I currently use some shell scripts for deployment. This works well on my development server. It also works when starting to run things in a data center, but there are limitations and shortcomings. For one, my deployment scripts do not have any verification. I can add that, but then again I would be duplicating work that others have done well before. More important is the fact that my deployment scripts assume a prepared installation environment with all the packages and gems needed installed. I want a deployment system that also provisions the target server with all my prerequisites like Apache or nginx, Passenger Phusion, Sinatra and CouchDB. Note that our application does not use Rails, the storage is handled by CouchDB and non-UI work is handled by racks running directly in Phusion. The UI is handled by Sinatra.
We are looking at running our service in Amazon EC2 when we are ready to launch. As we use Fedora and Ubuntu for development, the obvious candidate distros are the same or related distros like CentOS, RHEL and Debian. If the deployment system handles package installation through an abstractions system, this system must support both yum and apt.
Chef is built around a chef server hosting the deployment scripts (cookbooks) and chef clients managing the worker nodes. It uses CouchDB in the background for storing information. From what I see, Chef is very powerful and looks like a nice way of handling huge clusters. The power also seems to have the side-effects that doing simple things in a smallish cluster is a lot of work. Uses Rake underneath
Capistrano uses it’s own DSL in combination with Ruby. Capistrano is Rails-centric, but have instructions showing how to use it for non-Rails deployment. The deployment instructions mostly run shell scripts which makes it very flexible.
Vlad the Deployer
Vlad seems to be an extension to Rake. Aims to be a better Capistrano. It seems very subversion oriented. One of the features is Turnkey deployment for mongrel+apache+svn. Since we’re not using mongrel or svn and although we use apache now might switch to nginx soon, this all seems wrong.
Puppet is an extremely flexible and powerful provisioning system. However, as is often the case, this comes at a cost. Doing simple things like our deployment is very time consuming in Puppet. It uses it’s proprietary DSL to specify very accurately how the target environment should be after running puppet. It is capable of running in the background and syncing automatically every 30 minutes or so. The feature set is overkill in our case right now and if we need those features later I’ll be a happy man who will gladly spend time moving to puppet.
Sprinkle uses Ruby directly instead of a task specific DSL. Full support of the main deployment systems is included. What puzzled me at first was that it supports Capistrano and Vlad the deployer for remote command delivery. Later I realized that Sprinkle is a provisioning system and leaves application deployment to other specialized systems. Nice separation.
One of requirements of Moonshine is A server running Ubuntu 8.10 which effectively disqualifies it for our use. I’m sure supporting other distros is not much work, but I’m not willing to do that work at this point anyway.

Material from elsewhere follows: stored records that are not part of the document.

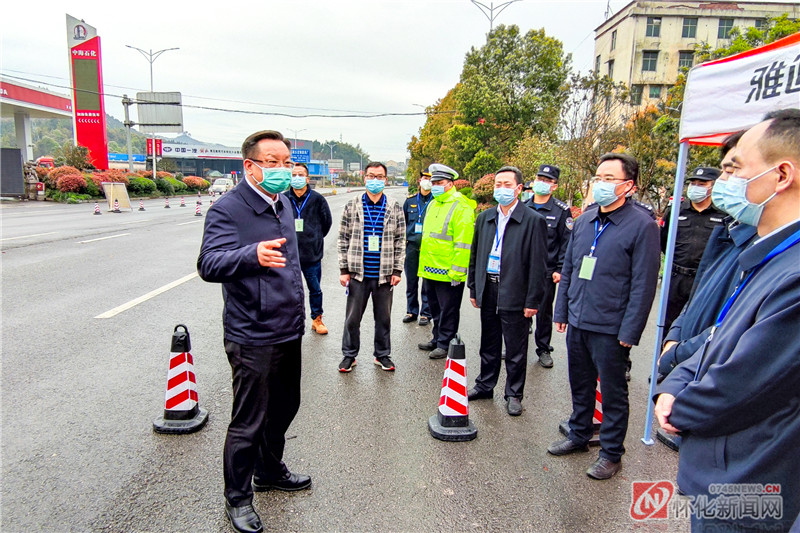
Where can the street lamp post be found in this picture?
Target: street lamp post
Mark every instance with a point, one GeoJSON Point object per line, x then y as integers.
{"type": "Point", "coordinates": [151, 57]}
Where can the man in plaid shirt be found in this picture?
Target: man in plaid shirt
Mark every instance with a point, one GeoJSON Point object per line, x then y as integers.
{"type": "Point", "coordinates": [371, 245]}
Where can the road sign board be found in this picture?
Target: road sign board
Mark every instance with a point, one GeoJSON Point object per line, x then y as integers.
{"type": "Point", "coordinates": [300, 155]}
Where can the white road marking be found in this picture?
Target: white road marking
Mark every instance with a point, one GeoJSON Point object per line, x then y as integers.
{"type": "Point", "coordinates": [27, 236]}
{"type": "Point", "coordinates": [144, 298]}
{"type": "Point", "coordinates": [104, 238]}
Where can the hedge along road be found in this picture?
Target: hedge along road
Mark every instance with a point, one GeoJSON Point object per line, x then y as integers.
{"type": "Point", "coordinates": [80, 394]}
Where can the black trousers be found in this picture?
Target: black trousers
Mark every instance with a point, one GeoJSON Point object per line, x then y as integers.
{"type": "Point", "coordinates": [357, 297]}
{"type": "Point", "coordinates": [544, 317]}
{"type": "Point", "coordinates": [497, 326]}
{"type": "Point", "coordinates": [266, 397]}
{"type": "Point", "coordinates": [680, 287]}
{"type": "Point", "coordinates": [445, 302]}
{"type": "Point", "coordinates": [590, 355]}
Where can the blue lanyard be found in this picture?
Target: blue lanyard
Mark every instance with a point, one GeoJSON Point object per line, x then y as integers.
{"type": "Point", "coordinates": [497, 231]}
{"type": "Point", "coordinates": [782, 247]}
{"type": "Point", "coordinates": [597, 235]}
{"type": "Point", "coordinates": [300, 210]}
{"type": "Point", "coordinates": [368, 210]}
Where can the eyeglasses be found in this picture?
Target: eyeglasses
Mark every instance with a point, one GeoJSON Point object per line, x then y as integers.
{"type": "Point", "coordinates": [598, 179]}
{"type": "Point", "coordinates": [274, 164]}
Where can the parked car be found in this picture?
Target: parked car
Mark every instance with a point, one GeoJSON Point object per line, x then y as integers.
{"type": "Point", "coordinates": [221, 185]}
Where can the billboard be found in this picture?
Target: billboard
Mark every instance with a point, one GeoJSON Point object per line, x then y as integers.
{"type": "Point", "coordinates": [86, 75]}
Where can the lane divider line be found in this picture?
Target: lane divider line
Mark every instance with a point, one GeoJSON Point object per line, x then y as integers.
{"type": "Point", "coordinates": [103, 238]}
{"type": "Point", "coordinates": [144, 298]}
{"type": "Point", "coordinates": [27, 236]}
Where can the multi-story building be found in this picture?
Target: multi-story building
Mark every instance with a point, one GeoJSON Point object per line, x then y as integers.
{"type": "Point", "coordinates": [647, 43]}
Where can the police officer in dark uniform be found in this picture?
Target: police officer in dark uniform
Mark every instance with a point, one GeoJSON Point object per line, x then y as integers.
{"type": "Point", "coordinates": [559, 226]}
{"type": "Point", "coordinates": [414, 212]}
{"type": "Point", "coordinates": [696, 220]}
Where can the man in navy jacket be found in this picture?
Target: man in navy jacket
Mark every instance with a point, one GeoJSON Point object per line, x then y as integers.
{"type": "Point", "coordinates": [250, 247]}
{"type": "Point", "coordinates": [607, 287]}
{"type": "Point", "coordinates": [507, 267]}
{"type": "Point", "coordinates": [736, 401]}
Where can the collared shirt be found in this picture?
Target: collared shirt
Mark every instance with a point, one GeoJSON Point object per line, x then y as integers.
{"type": "Point", "coordinates": [261, 193]}
{"type": "Point", "coordinates": [502, 222]}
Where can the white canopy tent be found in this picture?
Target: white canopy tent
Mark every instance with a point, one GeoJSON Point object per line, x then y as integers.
{"type": "Point", "coordinates": [723, 97]}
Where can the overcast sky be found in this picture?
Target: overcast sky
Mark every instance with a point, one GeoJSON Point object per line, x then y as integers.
{"type": "Point", "coordinates": [296, 57]}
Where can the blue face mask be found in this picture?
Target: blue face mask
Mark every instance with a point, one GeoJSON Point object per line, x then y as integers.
{"type": "Point", "coordinates": [437, 190]}
{"type": "Point", "coordinates": [298, 182]}
{"type": "Point", "coordinates": [541, 188]}
{"type": "Point", "coordinates": [605, 193]}
{"type": "Point", "coordinates": [375, 186]}
{"type": "Point", "coordinates": [718, 195]}
{"type": "Point", "coordinates": [275, 180]}
{"type": "Point", "coordinates": [696, 193]}
{"type": "Point", "coordinates": [736, 203]}
{"type": "Point", "coordinates": [505, 196]}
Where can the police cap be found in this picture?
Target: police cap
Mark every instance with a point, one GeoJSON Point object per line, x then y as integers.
{"type": "Point", "coordinates": [549, 171]}
{"type": "Point", "coordinates": [439, 172]}
{"type": "Point", "coordinates": [705, 173]}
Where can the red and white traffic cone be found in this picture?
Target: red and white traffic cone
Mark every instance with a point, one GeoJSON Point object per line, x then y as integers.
{"type": "Point", "coordinates": [182, 412]}
{"type": "Point", "coordinates": [597, 418]}
{"type": "Point", "coordinates": [451, 422]}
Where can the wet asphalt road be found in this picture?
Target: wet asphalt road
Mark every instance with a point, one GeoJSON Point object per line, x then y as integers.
{"type": "Point", "coordinates": [79, 395]}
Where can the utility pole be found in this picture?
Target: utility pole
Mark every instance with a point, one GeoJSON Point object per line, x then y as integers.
{"type": "Point", "coordinates": [489, 11]}
{"type": "Point", "coordinates": [151, 57]}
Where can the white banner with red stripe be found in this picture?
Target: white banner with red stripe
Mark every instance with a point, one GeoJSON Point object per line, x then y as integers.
{"type": "Point", "coordinates": [734, 93]}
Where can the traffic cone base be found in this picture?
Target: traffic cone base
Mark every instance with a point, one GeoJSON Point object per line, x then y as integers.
{"type": "Point", "coordinates": [182, 412]}
{"type": "Point", "coordinates": [451, 423]}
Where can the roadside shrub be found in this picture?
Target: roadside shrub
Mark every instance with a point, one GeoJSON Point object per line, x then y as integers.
{"type": "Point", "coordinates": [483, 191]}
{"type": "Point", "coordinates": [177, 185]}
{"type": "Point", "coordinates": [141, 186]}
{"type": "Point", "coordinates": [165, 187]}
{"type": "Point", "coordinates": [71, 183]}
{"type": "Point", "coordinates": [52, 177]}
{"type": "Point", "coordinates": [195, 183]}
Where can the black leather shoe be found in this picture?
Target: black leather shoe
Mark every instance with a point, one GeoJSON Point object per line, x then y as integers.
{"type": "Point", "coordinates": [603, 468]}
{"type": "Point", "coordinates": [475, 394]}
{"type": "Point", "coordinates": [514, 406]}
{"type": "Point", "coordinates": [244, 519]}
{"type": "Point", "coordinates": [566, 446]}
{"type": "Point", "coordinates": [438, 353]}
{"type": "Point", "coordinates": [291, 482]}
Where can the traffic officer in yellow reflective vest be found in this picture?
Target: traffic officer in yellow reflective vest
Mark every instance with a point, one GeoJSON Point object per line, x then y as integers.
{"type": "Point", "coordinates": [444, 256]}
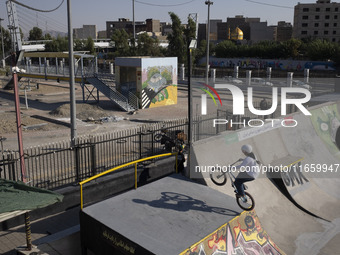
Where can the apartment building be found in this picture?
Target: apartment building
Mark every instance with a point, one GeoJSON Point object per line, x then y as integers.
{"type": "Point", "coordinates": [317, 20]}
{"type": "Point", "coordinates": [85, 32]}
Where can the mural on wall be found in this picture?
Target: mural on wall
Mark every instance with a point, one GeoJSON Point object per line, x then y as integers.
{"type": "Point", "coordinates": [159, 86]}
{"type": "Point", "coordinates": [277, 64]}
{"type": "Point", "coordinates": [242, 235]}
{"type": "Point", "coordinates": [326, 122]}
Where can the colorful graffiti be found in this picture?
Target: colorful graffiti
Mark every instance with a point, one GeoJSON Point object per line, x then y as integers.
{"type": "Point", "coordinates": [158, 87]}
{"type": "Point", "coordinates": [250, 63]}
{"type": "Point", "coordinates": [326, 122]}
{"type": "Point", "coordinates": [242, 235]}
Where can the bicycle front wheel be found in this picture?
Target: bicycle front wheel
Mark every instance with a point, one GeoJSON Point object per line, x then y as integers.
{"type": "Point", "coordinates": [158, 137]}
{"type": "Point", "coordinates": [218, 177]}
{"type": "Point", "coordinates": [246, 204]}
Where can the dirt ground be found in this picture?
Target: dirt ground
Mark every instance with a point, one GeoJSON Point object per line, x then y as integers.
{"type": "Point", "coordinates": [47, 117]}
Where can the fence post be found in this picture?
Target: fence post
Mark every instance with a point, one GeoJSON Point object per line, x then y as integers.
{"type": "Point", "coordinates": [217, 113]}
{"type": "Point", "coordinates": [140, 144]}
{"type": "Point", "coordinates": [93, 156]}
{"type": "Point", "coordinates": [236, 72]}
{"type": "Point", "coordinates": [11, 167]}
{"type": "Point", "coordinates": [248, 78]}
{"type": "Point", "coordinates": [77, 161]}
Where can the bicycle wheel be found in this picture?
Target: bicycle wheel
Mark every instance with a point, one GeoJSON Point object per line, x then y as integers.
{"type": "Point", "coordinates": [218, 177]}
{"type": "Point", "coordinates": [247, 205]}
{"type": "Point", "coordinates": [158, 137]}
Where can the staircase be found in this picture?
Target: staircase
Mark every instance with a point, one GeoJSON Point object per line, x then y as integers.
{"type": "Point", "coordinates": [110, 91]}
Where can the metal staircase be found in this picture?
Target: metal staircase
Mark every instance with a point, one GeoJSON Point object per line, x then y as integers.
{"type": "Point", "coordinates": [108, 89]}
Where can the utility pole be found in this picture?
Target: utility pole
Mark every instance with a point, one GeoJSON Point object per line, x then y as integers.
{"type": "Point", "coordinates": [2, 43]}
{"type": "Point", "coordinates": [133, 18]}
{"type": "Point", "coordinates": [208, 38]}
{"type": "Point", "coordinates": [71, 68]}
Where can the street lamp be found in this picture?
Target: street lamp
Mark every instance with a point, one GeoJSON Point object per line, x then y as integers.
{"type": "Point", "coordinates": [208, 35]}
{"type": "Point", "coordinates": [133, 18]}
{"type": "Point", "coordinates": [2, 43]}
{"type": "Point", "coordinates": [72, 80]}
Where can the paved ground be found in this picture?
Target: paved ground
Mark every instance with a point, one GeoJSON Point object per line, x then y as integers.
{"type": "Point", "coordinates": [68, 221]}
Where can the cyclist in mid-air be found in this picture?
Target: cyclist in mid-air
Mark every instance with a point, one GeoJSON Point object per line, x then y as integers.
{"type": "Point", "coordinates": [249, 170]}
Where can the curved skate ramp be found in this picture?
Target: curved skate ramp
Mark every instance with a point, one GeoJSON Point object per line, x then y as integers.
{"type": "Point", "coordinates": [293, 229]}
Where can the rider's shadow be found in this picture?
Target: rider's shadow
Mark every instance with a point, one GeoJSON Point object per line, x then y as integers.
{"type": "Point", "coordinates": [183, 203]}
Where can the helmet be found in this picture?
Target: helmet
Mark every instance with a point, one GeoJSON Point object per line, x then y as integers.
{"type": "Point", "coordinates": [247, 148]}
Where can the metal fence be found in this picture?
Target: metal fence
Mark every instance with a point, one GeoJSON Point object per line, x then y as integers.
{"type": "Point", "coordinates": [60, 164]}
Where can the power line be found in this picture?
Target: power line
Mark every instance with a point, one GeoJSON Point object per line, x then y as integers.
{"type": "Point", "coordinates": [38, 10]}
{"type": "Point", "coordinates": [165, 5]}
{"type": "Point", "coordinates": [30, 16]}
{"type": "Point", "coordinates": [272, 5]}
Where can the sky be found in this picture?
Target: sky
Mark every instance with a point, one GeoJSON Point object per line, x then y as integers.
{"type": "Point", "coordinates": [97, 12]}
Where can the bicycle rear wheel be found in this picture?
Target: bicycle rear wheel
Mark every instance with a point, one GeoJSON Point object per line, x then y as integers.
{"type": "Point", "coordinates": [158, 137]}
{"type": "Point", "coordinates": [218, 177]}
{"type": "Point", "coordinates": [248, 204]}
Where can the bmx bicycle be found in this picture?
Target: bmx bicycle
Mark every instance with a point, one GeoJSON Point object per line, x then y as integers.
{"type": "Point", "coordinates": [219, 177]}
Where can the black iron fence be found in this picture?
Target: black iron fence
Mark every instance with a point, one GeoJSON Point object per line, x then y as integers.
{"type": "Point", "coordinates": [60, 164]}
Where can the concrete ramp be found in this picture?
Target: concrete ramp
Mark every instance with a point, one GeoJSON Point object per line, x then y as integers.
{"type": "Point", "coordinates": [163, 217]}
{"type": "Point", "coordinates": [286, 211]}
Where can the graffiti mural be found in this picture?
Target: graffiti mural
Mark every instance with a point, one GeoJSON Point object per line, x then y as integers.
{"type": "Point", "coordinates": [159, 86]}
{"type": "Point", "coordinates": [250, 63]}
{"type": "Point", "coordinates": [326, 122]}
{"type": "Point", "coordinates": [243, 235]}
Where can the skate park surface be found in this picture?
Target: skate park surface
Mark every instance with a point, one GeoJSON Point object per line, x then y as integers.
{"type": "Point", "coordinates": [193, 219]}
{"type": "Point", "coordinates": [300, 210]}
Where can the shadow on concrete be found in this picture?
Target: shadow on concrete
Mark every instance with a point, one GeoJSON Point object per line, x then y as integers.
{"type": "Point", "coordinates": [183, 203]}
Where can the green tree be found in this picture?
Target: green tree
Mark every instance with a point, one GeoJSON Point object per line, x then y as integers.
{"type": "Point", "coordinates": [35, 34]}
{"type": "Point", "coordinates": [225, 49]}
{"type": "Point", "coordinates": [89, 45]}
{"type": "Point", "coordinates": [292, 47]}
{"type": "Point", "coordinates": [78, 44]}
{"type": "Point", "coordinates": [48, 36]}
{"type": "Point", "coordinates": [57, 45]}
{"type": "Point", "coordinates": [176, 46]}
{"type": "Point", "coordinates": [120, 38]}
{"type": "Point", "coordinates": [148, 46]}
{"type": "Point", "coordinates": [7, 41]}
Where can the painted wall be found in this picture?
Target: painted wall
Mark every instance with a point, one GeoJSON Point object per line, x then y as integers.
{"type": "Point", "coordinates": [249, 63]}
{"type": "Point", "coordinates": [242, 235]}
{"type": "Point", "coordinates": [159, 82]}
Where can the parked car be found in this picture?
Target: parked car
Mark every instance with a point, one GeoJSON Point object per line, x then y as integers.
{"type": "Point", "coordinates": [233, 80]}
{"type": "Point", "coordinates": [260, 81]}
{"type": "Point", "coordinates": [298, 83]}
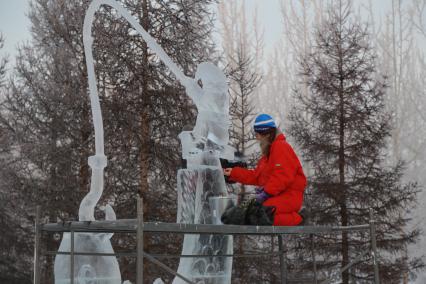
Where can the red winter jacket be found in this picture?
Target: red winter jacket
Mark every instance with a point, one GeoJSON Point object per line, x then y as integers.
{"type": "Point", "coordinates": [279, 173]}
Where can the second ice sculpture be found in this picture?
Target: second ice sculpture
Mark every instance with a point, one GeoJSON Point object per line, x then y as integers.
{"type": "Point", "coordinates": [202, 194]}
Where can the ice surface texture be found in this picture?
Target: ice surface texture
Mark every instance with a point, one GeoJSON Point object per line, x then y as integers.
{"type": "Point", "coordinates": [210, 135]}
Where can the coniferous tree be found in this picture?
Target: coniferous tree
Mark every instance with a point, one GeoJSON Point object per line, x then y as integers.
{"type": "Point", "coordinates": [342, 128]}
{"type": "Point", "coordinates": [14, 241]}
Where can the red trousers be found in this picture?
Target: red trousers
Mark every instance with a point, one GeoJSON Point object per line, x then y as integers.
{"type": "Point", "coordinates": [287, 207]}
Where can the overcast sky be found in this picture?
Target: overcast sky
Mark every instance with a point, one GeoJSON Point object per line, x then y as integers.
{"type": "Point", "coordinates": [14, 23]}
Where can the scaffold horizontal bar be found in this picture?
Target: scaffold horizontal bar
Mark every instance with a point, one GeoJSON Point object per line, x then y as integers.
{"type": "Point", "coordinates": [130, 226]}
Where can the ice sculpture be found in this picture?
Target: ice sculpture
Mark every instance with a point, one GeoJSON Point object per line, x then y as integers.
{"type": "Point", "coordinates": [202, 192]}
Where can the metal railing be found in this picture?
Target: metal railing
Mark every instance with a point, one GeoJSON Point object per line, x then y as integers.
{"type": "Point", "coordinates": [139, 227]}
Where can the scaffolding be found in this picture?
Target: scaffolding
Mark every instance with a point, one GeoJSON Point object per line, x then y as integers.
{"type": "Point", "coordinates": [139, 227]}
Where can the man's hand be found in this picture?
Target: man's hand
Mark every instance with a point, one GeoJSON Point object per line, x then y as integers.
{"type": "Point", "coordinates": [261, 195]}
{"type": "Point", "coordinates": [227, 172]}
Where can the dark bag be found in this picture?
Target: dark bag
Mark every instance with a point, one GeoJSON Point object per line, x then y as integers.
{"type": "Point", "coordinates": [250, 213]}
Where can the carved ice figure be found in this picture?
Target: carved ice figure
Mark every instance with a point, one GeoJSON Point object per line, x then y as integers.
{"type": "Point", "coordinates": [202, 194]}
{"type": "Point", "coordinates": [201, 186]}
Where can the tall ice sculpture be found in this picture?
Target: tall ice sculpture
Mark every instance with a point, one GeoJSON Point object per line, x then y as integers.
{"type": "Point", "coordinates": [202, 194]}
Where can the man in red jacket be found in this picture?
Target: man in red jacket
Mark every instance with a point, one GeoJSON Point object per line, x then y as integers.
{"type": "Point", "coordinates": [278, 174]}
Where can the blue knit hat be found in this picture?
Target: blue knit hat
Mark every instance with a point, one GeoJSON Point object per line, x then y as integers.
{"type": "Point", "coordinates": [263, 123]}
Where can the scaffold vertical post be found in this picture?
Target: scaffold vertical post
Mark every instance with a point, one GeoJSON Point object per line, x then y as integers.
{"type": "Point", "coordinates": [139, 247]}
{"type": "Point", "coordinates": [37, 247]}
{"type": "Point", "coordinates": [283, 263]}
{"type": "Point", "coordinates": [314, 262]}
{"type": "Point", "coordinates": [374, 247]}
{"type": "Point", "coordinates": [72, 257]}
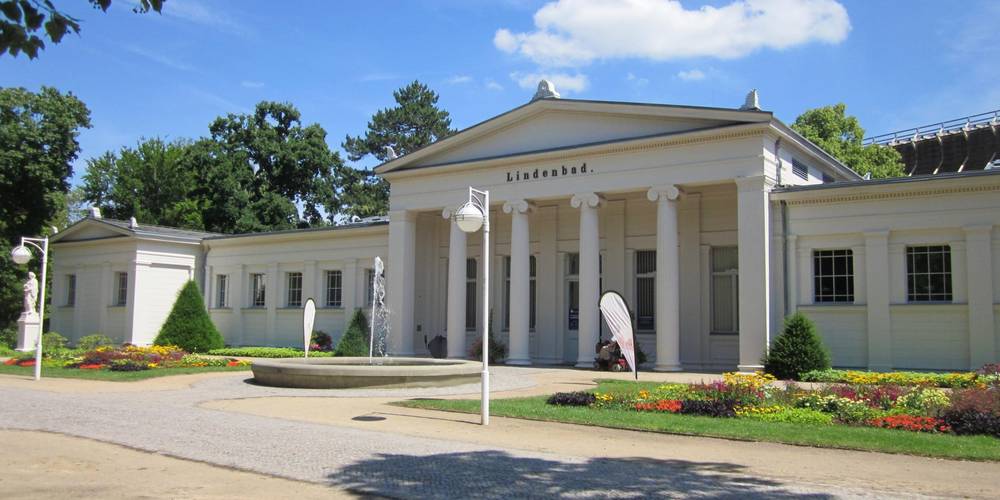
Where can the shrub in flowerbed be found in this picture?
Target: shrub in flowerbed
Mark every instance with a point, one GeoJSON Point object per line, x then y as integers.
{"type": "Point", "coordinates": [579, 398]}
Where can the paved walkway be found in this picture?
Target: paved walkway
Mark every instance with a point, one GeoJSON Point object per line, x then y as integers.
{"type": "Point", "coordinates": [346, 441]}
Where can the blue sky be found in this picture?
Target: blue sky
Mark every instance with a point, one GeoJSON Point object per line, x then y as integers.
{"type": "Point", "coordinates": [895, 64]}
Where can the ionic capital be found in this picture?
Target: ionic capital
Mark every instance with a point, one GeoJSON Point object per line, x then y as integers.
{"type": "Point", "coordinates": [667, 192]}
{"type": "Point", "coordinates": [591, 200]}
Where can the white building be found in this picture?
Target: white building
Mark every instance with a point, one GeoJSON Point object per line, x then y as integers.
{"type": "Point", "coordinates": [713, 223]}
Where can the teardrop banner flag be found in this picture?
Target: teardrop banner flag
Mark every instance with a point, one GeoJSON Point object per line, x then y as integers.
{"type": "Point", "coordinates": [619, 321]}
{"type": "Point", "coordinates": [308, 319]}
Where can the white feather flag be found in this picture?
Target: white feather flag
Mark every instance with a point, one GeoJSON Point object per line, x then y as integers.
{"type": "Point", "coordinates": [620, 323]}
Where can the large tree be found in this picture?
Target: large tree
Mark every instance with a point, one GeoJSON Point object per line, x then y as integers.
{"type": "Point", "coordinates": [21, 20]}
{"type": "Point", "coordinates": [841, 135]}
{"type": "Point", "coordinates": [414, 122]}
{"type": "Point", "coordinates": [253, 173]}
{"type": "Point", "coordinates": [38, 144]}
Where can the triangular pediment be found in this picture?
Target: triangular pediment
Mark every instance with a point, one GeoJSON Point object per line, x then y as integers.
{"type": "Point", "coordinates": [90, 229]}
{"type": "Point", "coordinates": [551, 124]}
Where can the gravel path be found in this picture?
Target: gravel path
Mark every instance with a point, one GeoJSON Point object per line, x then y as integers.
{"type": "Point", "coordinates": [172, 423]}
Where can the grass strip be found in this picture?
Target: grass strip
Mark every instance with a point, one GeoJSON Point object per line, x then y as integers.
{"type": "Point", "coordinates": [979, 448]}
{"type": "Point", "coordinates": [107, 375]}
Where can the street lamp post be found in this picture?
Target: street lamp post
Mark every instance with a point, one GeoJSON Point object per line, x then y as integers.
{"type": "Point", "coordinates": [471, 216]}
{"type": "Point", "coordinates": [22, 255]}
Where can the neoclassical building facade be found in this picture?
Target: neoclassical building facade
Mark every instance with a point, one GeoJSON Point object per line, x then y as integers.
{"type": "Point", "coordinates": [713, 223]}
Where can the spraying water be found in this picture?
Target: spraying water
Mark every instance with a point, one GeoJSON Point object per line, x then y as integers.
{"type": "Point", "coordinates": [380, 316]}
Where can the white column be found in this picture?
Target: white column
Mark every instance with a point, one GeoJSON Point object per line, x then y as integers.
{"type": "Point", "coordinates": [400, 275]}
{"type": "Point", "coordinates": [668, 318]}
{"type": "Point", "coordinates": [590, 276]}
{"type": "Point", "coordinates": [877, 279]}
{"type": "Point", "coordinates": [754, 235]}
{"type": "Point", "coordinates": [979, 265]}
{"type": "Point", "coordinates": [456, 288]}
{"type": "Point", "coordinates": [520, 277]}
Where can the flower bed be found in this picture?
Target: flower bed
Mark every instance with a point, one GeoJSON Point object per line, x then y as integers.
{"type": "Point", "coordinates": [973, 410]}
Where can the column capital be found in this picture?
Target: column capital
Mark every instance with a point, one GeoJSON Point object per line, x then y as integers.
{"type": "Point", "coordinates": [666, 192]}
{"type": "Point", "coordinates": [591, 200]}
{"type": "Point", "coordinates": [521, 206]}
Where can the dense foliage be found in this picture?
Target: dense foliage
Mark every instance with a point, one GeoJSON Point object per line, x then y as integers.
{"type": "Point", "coordinates": [414, 122]}
{"type": "Point", "coordinates": [840, 135]}
{"type": "Point", "coordinates": [188, 325]}
{"type": "Point", "coordinates": [356, 339]}
{"type": "Point", "coordinates": [797, 350]}
{"type": "Point", "coordinates": [38, 144]}
{"type": "Point", "coordinates": [20, 20]}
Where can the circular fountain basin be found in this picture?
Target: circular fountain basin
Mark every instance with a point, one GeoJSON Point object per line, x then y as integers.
{"type": "Point", "coordinates": [350, 373]}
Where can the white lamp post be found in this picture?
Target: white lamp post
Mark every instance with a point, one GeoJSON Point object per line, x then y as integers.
{"type": "Point", "coordinates": [22, 255]}
{"type": "Point", "coordinates": [470, 217]}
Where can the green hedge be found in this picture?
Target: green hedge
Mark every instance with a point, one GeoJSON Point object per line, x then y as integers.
{"type": "Point", "coordinates": [266, 352]}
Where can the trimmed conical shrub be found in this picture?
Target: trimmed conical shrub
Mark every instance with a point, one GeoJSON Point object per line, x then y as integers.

Might seem weird to include this in the list, but we use Passenger and anything that can get us there faster is considered. This would get us apache, passenger and lots of other things we do not use like MySQL. Since I do not want to install things we don’t need and passenger_stack only works on Ubuntu (and not even Debian), it is disqualified.
With Moonshine out due to lack of distro support and Vlad the Deployer out due to being mongrel+svn focused and puppet being too difficult, the following candidates are still contestants: Chef, Capistrano and Sprinkle.
Sprinkle has nice dry-run functionality allowing you to see what will happen to your remote servers before you do anything. Capistrano gets praise for easy of application deployment so the Sprinkle and Capistrano combo sounds interesting. My choice is now down to Sprinkle or Chef for the server provisioning and the winner is Sprinkle. The reason for my choice is that it is simpler and does what I currently need it to do. Migrating to Chef in the future is still an option.